The First Lien Notes and the related note guarantees will be secured by a first priority lien on substantially all of the assets of the Company and the guarantors, subject to certain exceptions and permitted liens and, other than specified excluded assets, including certain assets which cannot be pledged under applicable gaming laws (including gaming licenses).
The Second Lien Notes and the related note guarantees will be secured by a second priority lien on substantially all of the assets of the Company and the guarantors, subject to certain exceptions and permitted liens and, other than specified excluded assets, including certain assets which cannot be pledged under applicable gaming laws (including gaming licenses).
The Issuers intend to use the net proceeds from the offering of the Notes (i) to refinance indebtedness, (ii) to provide cash for upcoming payments and (iii) to pay expenses of the offering and refinancing. The remaining proceeds, if any, will be used to finance the ongoing working capital, capital expenditures and general corporate needs of the Company and its subsidiaries.
The Notes and related guarantees are being offered only to qualified institutional buyers in reliance on Rule 144A under the Securities Act, and outside of the United States, to persons other than "U.S. persons" in reliance on Regulation S under the Securities Act. The Notes and related guarantees will not be registered under the Securities Act or any state securities laws and may not be offered or sold in the United States absent an effective registration statement or an applicable exemption from registration requirements or a transaction not subject to the registration requirements of the Securities Act or any state securities law.

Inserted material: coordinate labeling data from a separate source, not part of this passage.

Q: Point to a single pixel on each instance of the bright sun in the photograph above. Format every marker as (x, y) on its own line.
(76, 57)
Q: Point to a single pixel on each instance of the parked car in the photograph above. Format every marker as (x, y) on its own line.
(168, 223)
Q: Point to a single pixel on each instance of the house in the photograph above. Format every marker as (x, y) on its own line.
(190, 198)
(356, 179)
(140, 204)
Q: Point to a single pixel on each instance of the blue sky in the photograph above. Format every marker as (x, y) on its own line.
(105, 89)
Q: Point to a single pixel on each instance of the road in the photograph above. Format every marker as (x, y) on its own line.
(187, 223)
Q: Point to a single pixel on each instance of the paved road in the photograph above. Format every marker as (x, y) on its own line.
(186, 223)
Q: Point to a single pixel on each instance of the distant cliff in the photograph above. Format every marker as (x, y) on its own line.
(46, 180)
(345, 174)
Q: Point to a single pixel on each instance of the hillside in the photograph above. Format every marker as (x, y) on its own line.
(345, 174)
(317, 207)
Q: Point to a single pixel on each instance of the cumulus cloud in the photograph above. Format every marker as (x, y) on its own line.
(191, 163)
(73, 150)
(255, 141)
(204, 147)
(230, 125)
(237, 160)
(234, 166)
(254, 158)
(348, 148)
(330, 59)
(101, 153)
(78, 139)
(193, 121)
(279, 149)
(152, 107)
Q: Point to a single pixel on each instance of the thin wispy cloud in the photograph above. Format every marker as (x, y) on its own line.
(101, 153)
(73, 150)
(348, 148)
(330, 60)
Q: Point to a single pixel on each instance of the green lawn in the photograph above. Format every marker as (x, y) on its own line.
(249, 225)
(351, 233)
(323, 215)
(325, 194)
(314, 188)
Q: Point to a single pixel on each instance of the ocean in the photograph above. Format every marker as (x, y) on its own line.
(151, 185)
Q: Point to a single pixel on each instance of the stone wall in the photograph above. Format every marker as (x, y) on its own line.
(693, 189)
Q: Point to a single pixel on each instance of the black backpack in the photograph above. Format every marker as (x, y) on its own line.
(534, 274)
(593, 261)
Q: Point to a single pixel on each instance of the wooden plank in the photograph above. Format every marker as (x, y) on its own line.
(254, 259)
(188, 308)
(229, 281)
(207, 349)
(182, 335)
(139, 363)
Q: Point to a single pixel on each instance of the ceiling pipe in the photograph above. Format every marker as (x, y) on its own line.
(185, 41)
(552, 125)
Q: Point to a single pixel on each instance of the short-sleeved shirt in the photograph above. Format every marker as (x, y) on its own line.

Concurrently with the closing of the offering, the Issuers intend to enter into a new $50.0 million revolving loan facility, which is expected to be undrawn as of the closing of the offering.
This announcement shall not constitute an offer to sell or the solicitation of an offer to buy any security and shall not constitute an offer, solicitation or sale in any jurisdiction in which such offering, solicitation or sale would be unlawful. This announcement is not an offer to buy or a solicitation of an offer to sell the Issuers' Notes.
Jack Ohio Finance LLC, through its subsidiaries, owns and operates casino and thoroughbred horseracing facilities in Cleveland and Cincinnati, Ohio, which offer a full range of gaming, dining and entertainment alternatives.
This release includes "forward-looking statements" intended to qualify for the safe harbor from liability established by the Private Securities Litigation Reform Act of 1995. You can identify these statements by the fact that they do not relate strictly to historical or current facts. These statements contain words such as "may," "will," "project," "might," "expect," "believe," "anticipate," "intend," "could," "would," "estimate," "continue" or "pursue," or the negative or other variations thereof or comparable terminology. In particular, they include statements relating to, among other things, future actions, transition matters, future performance and the outcomes of contingencies and future financial results of the Issuers. These forward-looking statements are based on current expectations and projections about future events. Investors are cautioned that forward-looking statements are not guarantees of future performance or results and involve risks and uncertainties that cannot be predicted or quantified and, consequently, the actual performance of the Issuers may differ materially from those expressed or implied by such forward-looking statements.